I get a lot of mileage out of using real columns for the data with fixed structure, and Postgres JSONB columns for the parts of the data whose structure varies.

rorygibson · on Aug 15, 2017

Hi devj, You're absolutely correct that an RDBMS would be an odd solution for a search index *

Anyway, on CTX I use PostgreSQL for storing things that deserve to be relational - job control, batching, users, accounts, billing, invitation codes...

All the indexed content is in an Elastic Search cluster (http://elastic.co if you're unfamiliar - it's a specialised search indexing data store built atop Apache Lucene)

* though actually PostgreSQL has a really good capability as a JSON store that means people do sometimes use it as a NoSQL solution

kuschku · on Aug 15, 2017

PostgreSQL has really good capability not just as JSON store, but also for search and indexing.

Its text search solutions come close to ElasticSearch, with - surprisingly - even better performance.

rpedela · on Aug 15, 2017

> Its text search solutions come close to ElasticSearch, with - surprisingly - even better performance.

PG search may be good enough for certain use cases, but it doesn't come close to the power of Lucene/Solr/ES. PG only recently added support for phrase search which Lucene has had for years. Lucene has extremely flexible analysis pipeline, BM25, "more like this" queries, simple custom ranking, great language support, "did you mean?", autocomplete, etc. ES in particular is built from the ground up as a clustered solution.

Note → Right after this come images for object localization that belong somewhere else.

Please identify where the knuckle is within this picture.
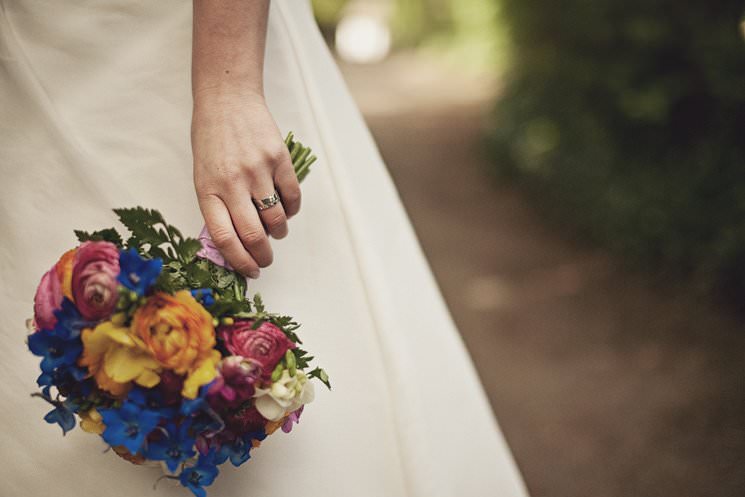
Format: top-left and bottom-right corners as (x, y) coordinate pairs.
(262, 144), (289, 167)
(198, 163), (243, 186)
(241, 162), (262, 181)
(196, 190), (220, 203)
(265, 211), (287, 230)
(210, 228), (235, 248)
(284, 193), (301, 217)
(282, 186), (301, 205)
(238, 227), (267, 247)
(221, 166), (245, 185)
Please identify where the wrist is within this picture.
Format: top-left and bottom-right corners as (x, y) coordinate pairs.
(192, 83), (265, 109)
(193, 68), (264, 101)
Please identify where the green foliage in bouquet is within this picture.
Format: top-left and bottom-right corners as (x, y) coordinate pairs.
(72, 134), (329, 387)
(489, 0), (745, 304)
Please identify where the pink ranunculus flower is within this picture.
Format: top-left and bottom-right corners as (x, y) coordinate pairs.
(33, 266), (63, 331)
(71, 241), (120, 321)
(218, 320), (295, 378)
(207, 356), (260, 410)
(196, 225), (232, 269)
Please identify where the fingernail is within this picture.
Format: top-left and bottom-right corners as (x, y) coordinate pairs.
(249, 269), (260, 279)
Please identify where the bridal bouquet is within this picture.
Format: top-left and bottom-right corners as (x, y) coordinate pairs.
(26, 135), (329, 497)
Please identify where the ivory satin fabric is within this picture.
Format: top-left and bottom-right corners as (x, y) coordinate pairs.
(0, 1), (529, 496)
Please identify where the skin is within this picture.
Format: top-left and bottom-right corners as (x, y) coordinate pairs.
(192, 0), (301, 279)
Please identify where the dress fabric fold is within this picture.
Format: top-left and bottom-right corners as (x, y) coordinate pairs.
(0, 1), (528, 496)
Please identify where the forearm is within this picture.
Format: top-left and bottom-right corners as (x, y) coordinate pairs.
(191, 0), (299, 278)
(192, 0), (270, 98)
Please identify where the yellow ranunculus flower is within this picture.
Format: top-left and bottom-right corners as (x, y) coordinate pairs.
(79, 320), (161, 397)
(132, 291), (219, 399)
(79, 408), (105, 435)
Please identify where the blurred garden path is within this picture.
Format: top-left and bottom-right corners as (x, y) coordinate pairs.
(339, 53), (745, 497)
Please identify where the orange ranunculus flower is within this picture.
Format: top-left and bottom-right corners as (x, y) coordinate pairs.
(57, 248), (76, 301)
(132, 291), (220, 399)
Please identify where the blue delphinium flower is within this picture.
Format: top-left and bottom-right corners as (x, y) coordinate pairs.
(36, 365), (88, 397)
(28, 328), (81, 374)
(117, 248), (162, 295)
(43, 402), (76, 435)
(127, 386), (158, 408)
(190, 411), (223, 437)
(146, 421), (196, 472)
(99, 401), (161, 454)
(246, 428), (267, 445)
(179, 451), (220, 497)
(28, 299), (87, 371)
(52, 298), (90, 338)
(211, 427), (266, 468)
(214, 433), (252, 467)
(190, 288), (215, 308)
(180, 382), (213, 416)
(128, 386), (178, 419)
(28, 299), (89, 396)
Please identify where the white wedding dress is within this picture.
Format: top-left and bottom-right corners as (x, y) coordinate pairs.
(0, 1), (528, 496)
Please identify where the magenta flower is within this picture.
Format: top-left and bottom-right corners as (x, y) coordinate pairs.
(207, 356), (260, 410)
(224, 406), (267, 434)
(218, 320), (295, 379)
(158, 370), (186, 406)
(281, 406), (304, 433)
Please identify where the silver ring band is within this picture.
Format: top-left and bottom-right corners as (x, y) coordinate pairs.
(254, 191), (281, 211)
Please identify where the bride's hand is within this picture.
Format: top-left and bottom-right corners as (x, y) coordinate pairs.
(192, 89), (301, 279)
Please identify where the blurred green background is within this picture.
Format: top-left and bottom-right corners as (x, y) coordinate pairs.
(314, 0), (745, 308)
(313, 1), (745, 496)
(490, 1), (745, 309)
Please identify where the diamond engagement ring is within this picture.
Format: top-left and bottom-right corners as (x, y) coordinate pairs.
(254, 191), (281, 211)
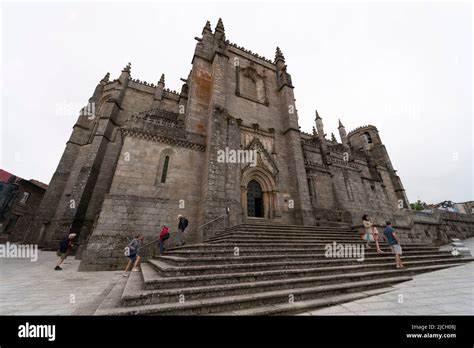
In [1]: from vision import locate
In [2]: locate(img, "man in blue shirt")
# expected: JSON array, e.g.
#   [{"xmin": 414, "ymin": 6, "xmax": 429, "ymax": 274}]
[{"xmin": 383, "ymin": 221, "xmax": 404, "ymax": 269}]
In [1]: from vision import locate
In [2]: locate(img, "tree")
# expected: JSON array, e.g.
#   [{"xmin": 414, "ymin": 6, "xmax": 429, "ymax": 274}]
[{"xmin": 410, "ymin": 200, "xmax": 426, "ymax": 211}]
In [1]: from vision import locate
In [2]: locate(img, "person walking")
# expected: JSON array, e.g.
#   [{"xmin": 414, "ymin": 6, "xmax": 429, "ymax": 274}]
[
  {"xmin": 54, "ymin": 233, "xmax": 76, "ymax": 270},
  {"xmin": 123, "ymin": 234, "xmax": 144, "ymax": 277},
  {"xmin": 383, "ymin": 221, "xmax": 404, "ymax": 269},
  {"xmin": 176, "ymin": 214, "xmax": 189, "ymax": 247},
  {"xmin": 362, "ymin": 214, "xmax": 383, "ymax": 254},
  {"xmin": 158, "ymin": 225, "xmax": 169, "ymax": 255}
]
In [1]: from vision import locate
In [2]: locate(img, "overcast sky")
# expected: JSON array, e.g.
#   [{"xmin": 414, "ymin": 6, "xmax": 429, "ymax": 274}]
[{"xmin": 0, "ymin": 1, "xmax": 472, "ymax": 204}]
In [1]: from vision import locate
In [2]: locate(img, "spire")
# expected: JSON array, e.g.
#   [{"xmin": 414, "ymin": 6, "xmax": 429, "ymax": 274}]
[
  {"xmin": 338, "ymin": 118, "xmax": 349, "ymax": 149},
  {"xmin": 119, "ymin": 62, "xmax": 131, "ymax": 84},
  {"xmin": 275, "ymin": 47, "xmax": 285, "ymax": 63},
  {"xmin": 100, "ymin": 72, "xmax": 110, "ymax": 84},
  {"xmin": 315, "ymin": 110, "xmax": 325, "ymax": 140},
  {"xmin": 153, "ymin": 74, "xmax": 165, "ymax": 109},
  {"xmin": 122, "ymin": 62, "xmax": 131, "ymax": 73},
  {"xmin": 202, "ymin": 20, "xmax": 212, "ymax": 34},
  {"xmin": 315, "ymin": 110, "xmax": 322, "ymax": 120},
  {"xmin": 215, "ymin": 18, "xmax": 225, "ymax": 33}
]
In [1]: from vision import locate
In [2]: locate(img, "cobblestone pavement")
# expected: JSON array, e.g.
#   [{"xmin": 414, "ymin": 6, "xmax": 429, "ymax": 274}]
[
  {"xmin": 0, "ymin": 239, "xmax": 473, "ymax": 315},
  {"xmin": 301, "ymin": 238, "xmax": 474, "ymax": 315}
]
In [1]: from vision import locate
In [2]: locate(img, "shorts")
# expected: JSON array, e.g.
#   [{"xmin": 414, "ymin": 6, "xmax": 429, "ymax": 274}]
[
  {"xmin": 390, "ymin": 245, "xmax": 402, "ymax": 255},
  {"xmin": 57, "ymin": 251, "xmax": 68, "ymax": 259}
]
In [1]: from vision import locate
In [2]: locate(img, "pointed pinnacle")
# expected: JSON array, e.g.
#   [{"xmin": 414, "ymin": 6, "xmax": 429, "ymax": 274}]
[
  {"xmin": 101, "ymin": 72, "xmax": 110, "ymax": 83},
  {"xmin": 275, "ymin": 47, "xmax": 285, "ymax": 62},
  {"xmin": 123, "ymin": 62, "xmax": 131, "ymax": 73},
  {"xmin": 315, "ymin": 110, "xmax": 322, "ymax": 120},
  {"xmin": 202, "ymin": 20, "xmax": 212, "ymax": 34},
  {"xmin": 338, "ymin": 119, "xmax": 344, "ymax": 129},
  {"xmin": 216, "ymin": 18, "xmax": 225, "ymax": 32},
  {"xmin": 159, "ymin": 73, "xmax": 165, "ymax": 84}
]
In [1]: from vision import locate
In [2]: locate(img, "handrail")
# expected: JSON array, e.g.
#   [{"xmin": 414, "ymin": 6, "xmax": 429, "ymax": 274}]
[
  {"xmin": 139, "ymin": 238, "xmax": 160, "ymax": 250},
  {"xmin": 135, "ymin": 213, "xmax": 229, "ymax": 259},
  {"xmin": 198, "ymin": 214, "xmax": 228, "ymax": 230},
  {"xmin": 135, "ymin": 237, "xmax": 162, "ymax": 260},
  {"xmin": 198, "ymin": 213, "xmax": 229, "ymax": 240}
]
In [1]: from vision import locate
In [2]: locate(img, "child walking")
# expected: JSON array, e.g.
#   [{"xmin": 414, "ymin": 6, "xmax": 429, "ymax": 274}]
[{"xmin": 362, "ymin": 214, "xmax": 383, "ymax": 254}]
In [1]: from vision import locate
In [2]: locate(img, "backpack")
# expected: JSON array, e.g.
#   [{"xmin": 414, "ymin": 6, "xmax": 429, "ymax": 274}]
[{"xmin": 182, "ymin": 218, "xmax": 189, "ymax": 229}]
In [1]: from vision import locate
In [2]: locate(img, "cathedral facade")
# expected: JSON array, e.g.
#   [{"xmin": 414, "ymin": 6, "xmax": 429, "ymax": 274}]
[{"xmin": 24, "ymin": 19, "xmax": 412, "ymax": 270}]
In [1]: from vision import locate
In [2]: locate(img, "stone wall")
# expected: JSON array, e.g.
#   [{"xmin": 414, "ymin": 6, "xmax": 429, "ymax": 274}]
[
  {"xmin": 352, "ymin": 209, "xmax": 474, "ymax": 246},
  {"xmin": 78, "ymin": 134, "xmax": 206, "ymax": 271}
]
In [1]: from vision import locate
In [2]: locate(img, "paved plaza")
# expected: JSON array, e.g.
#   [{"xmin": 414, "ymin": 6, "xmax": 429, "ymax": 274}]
[
  {"xmin": 0, "ymin": 239, "xmax": 473, "ymax": 316},
  {"xmin": 0, "ymin": 250, "xmax": 121, "ymax": 315},
  {"xmin": 301, "ymin": 238, "xmax": 474, "ymax": 315}
]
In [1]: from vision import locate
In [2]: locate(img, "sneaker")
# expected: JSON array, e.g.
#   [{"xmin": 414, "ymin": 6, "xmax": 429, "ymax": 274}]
[
  {"xmin": 54, "ymin": 266, "xmax": 62, "ymax": 271},
  {"xmin": 132, "ymin": 268, "xmax": 140, "ymax": 272},
  {"xmin": 122, "ymin": 273, "xmax": 129, "ymax": 277}
]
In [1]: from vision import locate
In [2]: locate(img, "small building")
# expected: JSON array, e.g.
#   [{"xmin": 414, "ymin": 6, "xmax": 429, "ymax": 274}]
[
  {"xmin": 0, "ymin": 169, "xmax": 48, "ymax": 243},
  {"xmin": 426, "ymin": 200, "xmax": 474, "ymax": 214},
  {"xmin": 453, "ymin": 201, "xmax": 474, "ymax": 214}
]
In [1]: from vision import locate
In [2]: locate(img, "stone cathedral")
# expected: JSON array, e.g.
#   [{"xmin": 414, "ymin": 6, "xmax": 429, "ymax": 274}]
[{"xmin": 24, "ymin": 19, "xmax": 413, "ymax": 270}]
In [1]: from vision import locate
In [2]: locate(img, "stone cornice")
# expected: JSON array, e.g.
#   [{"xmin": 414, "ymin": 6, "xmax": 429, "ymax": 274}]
[{"xmin": 121, "ymin": 128, "xmax": 205, "ymax": 152}]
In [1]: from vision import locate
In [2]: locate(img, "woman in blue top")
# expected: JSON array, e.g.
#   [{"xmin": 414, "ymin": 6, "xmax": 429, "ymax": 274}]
[{"xmin": 123, "ymin": 234, "xmax": 144, "ymax": 277}]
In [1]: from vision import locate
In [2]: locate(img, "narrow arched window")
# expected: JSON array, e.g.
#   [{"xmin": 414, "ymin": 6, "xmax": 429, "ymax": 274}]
[
  {"xmin": 161, "ymin": 156, "xmax": 169, "ymax": 183},
  {"xmin": 364, "ymin": 132, "xmax": 373, "ymax": 144}
]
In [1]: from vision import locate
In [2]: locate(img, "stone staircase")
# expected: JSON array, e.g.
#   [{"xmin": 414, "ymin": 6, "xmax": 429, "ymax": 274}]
[{"xmin": 95, "ymin": 222, "xmax": 473, "ymax": 315}]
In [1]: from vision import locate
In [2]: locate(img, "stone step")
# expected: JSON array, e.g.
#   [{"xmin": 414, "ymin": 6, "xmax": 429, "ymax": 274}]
[
  {"xmin": 206, "ymin": 235, "xmax": 429, "ymax": 244},
  {"xmin": 219, "ymin": 289, "xmax": 394, "ymax": 315},
  {"xmin": 98, "ymin": 275, "xmax": 413, "ymax": 315},
  {"xmin": 123, "ymin": 261, "xmax": 466, "ymax": 306},
  {"xmin": 206, "ymin": 234, "xmax": 366, "ymax": 243},
  {"xmin": 206, "ymin": 239, "xmax": 434, "ymax": 246},
  {"xmin": 217, "ymin": 227, "xmax": 361, "ymax": 236},
  {"xmin": 165, "ymin": 248, "xmax": 442, "ymax": 258},
  {"xmin": 234, "ymin": 222, "xmax": 352, "ymax": 230},
  {"xmin": 157, "ymin": 252, "xmax": 455, "ymax": 266},
  {"xmin": 170, "ymin": 242, "xmax": 438, "ymax": 251},
  {"xmin": 207, "ymin": 232, "xmax": 378, "ymax": 240},
  {"xmin": 143, "ymin": 257, "xmax": 473, "ymax": 288},
  {"xmin": 95, "ymin": 276, "xmax": 128, "ymax": 313},
  {"xmin": 216, "ymin": 230, "xmax": 360, "ymax": 238}
]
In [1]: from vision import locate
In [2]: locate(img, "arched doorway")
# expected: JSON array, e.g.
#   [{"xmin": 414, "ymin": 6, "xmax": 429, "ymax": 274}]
[
  {"xmin": 241, "ymin": 166, "xmax": 279, "ymax": 220},
  {"xmin": 247, "ymin": 180, "xmax": 264, "ymax": 218}
]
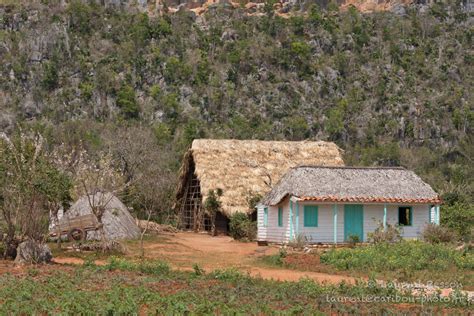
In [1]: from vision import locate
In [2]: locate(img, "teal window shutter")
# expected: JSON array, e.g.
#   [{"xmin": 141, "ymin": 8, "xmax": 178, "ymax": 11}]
[
  {"xmin": 264, "ymin": 207, "xmax": 268, "ymax": 227},
  {"xmin": 304, "ymin": 205, "xmax": 318, "ymax": 227},
  {"xmin": 278, "ymin": 207, "xmax": 283, "ymax": 227}
]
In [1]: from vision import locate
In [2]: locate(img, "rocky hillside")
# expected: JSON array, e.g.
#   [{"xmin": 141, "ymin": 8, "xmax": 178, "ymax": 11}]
[{"xmin": 0, "ymin": 1, "xmax": 473, "ymax": 206}]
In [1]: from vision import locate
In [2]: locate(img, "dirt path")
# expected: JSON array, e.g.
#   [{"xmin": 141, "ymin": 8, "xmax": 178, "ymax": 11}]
[
  {"xmin": 130, "ymin": 232, "xmax": 358, "ymax": 284},
  {"xmin": 3, "ymin": 233, "xmax": 473, "ymax": 299},
  {"xmin": 50, "ymin": 232, "xmax": 358, "ymax": 285}
]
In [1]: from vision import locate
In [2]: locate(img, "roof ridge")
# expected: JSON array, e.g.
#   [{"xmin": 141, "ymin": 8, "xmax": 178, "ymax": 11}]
[
  {"xmin": 192, "ymin": 138, "xmax": 333, "ymax": 144},
  {"xmin": 292, "ymin": 165, "xmax": 406, "ymax": 170}
]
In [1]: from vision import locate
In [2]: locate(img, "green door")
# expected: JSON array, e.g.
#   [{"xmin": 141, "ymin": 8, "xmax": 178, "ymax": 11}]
[{"xmin": 344, "ymin": 205, "xmax": 364, "ymax": 242}]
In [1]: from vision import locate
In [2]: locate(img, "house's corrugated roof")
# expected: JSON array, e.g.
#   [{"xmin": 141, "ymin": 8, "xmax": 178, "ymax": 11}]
[{"xmin": 262, "ymin": 166, "xmax": 441, "ymax": 205}]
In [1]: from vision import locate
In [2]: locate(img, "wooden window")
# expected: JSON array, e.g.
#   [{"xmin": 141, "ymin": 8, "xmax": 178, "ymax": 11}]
[
  {"xmin": 398, "ymin": 206, "xmax": 413, "ymax": 226},
  {"xmin": 264, "ymin": 207, "xmax": 268, "ymax": 227},
  {"xmin": 278, "ymin": 207, "xmax": 283, "ymax": 227},
  {"xmin": 304, "ymin": 205, "xmax": 318, "ymax": 227}
]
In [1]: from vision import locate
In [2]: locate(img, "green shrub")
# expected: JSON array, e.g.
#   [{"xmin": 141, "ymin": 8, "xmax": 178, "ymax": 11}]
[
  {"xmin": 193, "ymin": 263, "xmax": 205, "ymax": 276},
  {"xmin": 321, "ymin": 240, "xmax": 474, "ymax": 272},
  {"xmin": 116, "ymin": 85, "xmax": 140, "ymax": 120},
  {"xmin": 442, "ymin": 203, "xmax": 473, "ymax": 242},
  {"xmin": 105, "ymin": 257, "xmax": 170, "ymax": 275},
  {"xmin": 261, "ymin": 247, "xmax": 287, "ymax": 266},
  {"xmin": 208, "ymin": 268, "xmax": 247, "ymax": 282},
  {"xmin": 42, "ymin": 61, "xmax": 59, "ymax": 90},
  {"xmin": 67, "ymin": 0, "xmax": 93, "ymax": 34},
  {"xmin": 229, "ymin": 212, "xmax": 257, "ymax": 241},
  {"xmin": 346, "ymin": 234, "xmax": 360, "ymax": 247}
]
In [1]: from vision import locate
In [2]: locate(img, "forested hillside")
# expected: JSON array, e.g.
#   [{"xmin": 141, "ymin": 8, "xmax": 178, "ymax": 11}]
[{"xmin": 0, "ymin": 1, "xmax": 472, "ymax": 222}]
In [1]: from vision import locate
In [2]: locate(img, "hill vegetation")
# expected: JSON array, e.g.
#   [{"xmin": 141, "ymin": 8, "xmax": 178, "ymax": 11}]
[{"xmin": 0, "ymin": 1, "xmax": 472, "ymax": 232}]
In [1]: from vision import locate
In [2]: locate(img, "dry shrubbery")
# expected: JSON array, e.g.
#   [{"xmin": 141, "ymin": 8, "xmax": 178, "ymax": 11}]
[
  {"xmin": 422, "ymin": 224, "xmax": 458, "ymax": 244},
  {"xmin": 74, "ymin": 240, "xmax": 126, "ymax": 254},
  {"xmin": 367, "ymin": 222, "xmax": 402, "ymax": 244}
]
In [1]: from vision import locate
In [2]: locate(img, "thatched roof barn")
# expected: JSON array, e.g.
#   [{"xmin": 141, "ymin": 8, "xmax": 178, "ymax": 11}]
[
  {"xmin": 263, "ymin": 166, "xmax": 442, "ymax": 206},
  {"xmin": 176, "ymin": 139, "xmax": 344, "ymax": 233}
]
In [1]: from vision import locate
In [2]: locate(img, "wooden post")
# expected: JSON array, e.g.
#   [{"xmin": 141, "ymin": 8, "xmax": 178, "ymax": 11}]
[
  {"xmin": 295, "ymin": 201, "xmax": 299, "ymax": 237},
  {"xmin": 289, "ymin": 200, "xmax": 293, "ymax": 242},
  {"xmin": 436, "ymin": 205, "xmax": 440, "ymax": 225},
  {"xmin": 333, "ymin": 204, "xmax": 338, "ymax": 244}
]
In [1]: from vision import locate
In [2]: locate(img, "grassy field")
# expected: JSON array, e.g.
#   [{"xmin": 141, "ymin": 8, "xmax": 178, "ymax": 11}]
[
  {"xmin": 260, "ymin": 241, "xmax": 474, "ymax": 290},
  {"xmin": 0, "ymin": 257, "xmax": 471, "ymax": 314}
]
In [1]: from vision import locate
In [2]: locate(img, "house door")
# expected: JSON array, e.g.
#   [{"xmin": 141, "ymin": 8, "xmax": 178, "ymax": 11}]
[{"xmin": 344, "ymin": 205, "xmax": 364, "ymax": 242}]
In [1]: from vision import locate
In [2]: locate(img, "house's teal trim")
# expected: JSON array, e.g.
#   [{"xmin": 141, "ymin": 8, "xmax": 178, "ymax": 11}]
[
  {"xmin": 333, "ymin": 204, "xmax": 338, "ymax": 244},
  {"xmin": 289, "ymin": 200, "xmax": 294, "ymax": 241},
  {"xmin": 436, "ymin": 205, "xmax": 440, "ymax": 225},
  {"xmin": 303, "ymin": 205, "xmax": 318, "ymax": 227},
  {"xmin": 344, "ymin": 205, "xmax": 364, "ymax": 242},
  {"xmin": 383, "ymin": 204, "xmax": 387, "ymax": 230},
  {"xmin": 278, "ymin": 207, "xmax": 283, "ymax": 227},
  {"xmin": 398, "ymin": 206, "xmax": 413, "ymax": 226},
  {"xmin": 295, "ymin": 201, "xmax": 299, "ymax": 235},
  {"xmin": 263, "ymin": 207, "xmax": 268, "ymax": 227}
]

As I said PG may be good enough for some use cases, but to claim it is as good as ES is laughable. And PG certainly doesn't make sense if your product is literally a search product.

kuschku · on Aug 15, 2017

All things you mentioned can be done in PGSQL with similar performance, actually.

I have to build a search product in PGSQL, and I’ve done exactly that (and compared it with ES, Solr and Lucene).

For datasets below 50GB the performance is basically the same, you get about the same features, and it works well enough.

But you are right, as soon as you want to build more complicated search products, or as soon as you get larger amounts of data, you want a dedicated solution.

rorygibson · on Aug 15, 2017

tbh I haven't looked into PostgreSQL as a direct competitor to ES in the text search space, mostly because I have quite a lot of ES experience of things like aggregation for faceting, stemming and textual analysis, and I had a (perhaps incorrect) assumption that PostgresSQL was less capable in those more specialised areas.

One thing I would like to understand is how the PostgreSQL search experience scales with data volume. My main cluster for CTX will potentially get (very) big and I don't know enough about PostgreSQL, multi-master and full-text search across large amounts of data.

I'll definitely do some digging though, thanks!

anarazel · on Aug 15, 2017

> tbh I haven't looked into PostgreSQL as a direct competitor to ES in the text search space, mostly because I have quite a lot of ES experience of things like aggregation for faceting, stemming and textual analysis, and I had a (perhaps incorrect) assumption that PostgresSQL was less capable in those more specialised areas.

I think your assumption is/was correct. And I'm a postgres dev, so I'm biased as hell...

kuschku · on Aug 15, 2017

PostgreSQL is very capable at stemming and textual analysis, but the issue as you likely know starts with large amounts of data – because then you suddenly need multiple replicas, and that’s where the issues start.

jacobr1 · on Aug 15, 2017

You might want to look at https://github.com/zombodb/zombodb. It extends PG to use ES as an external source for indexes. So you can do an ES based text search and return a data stored in PG along with doing joins to other tables. Zombo even works with Citus to handle PG level sharding.

devj · on Aug 15, 2017

Thanks @rorygibson. Yes, that design will definitely work. Just one doubt: Are you syncing data between ES and PSQL for common entities like users? If yes, how are you doing it?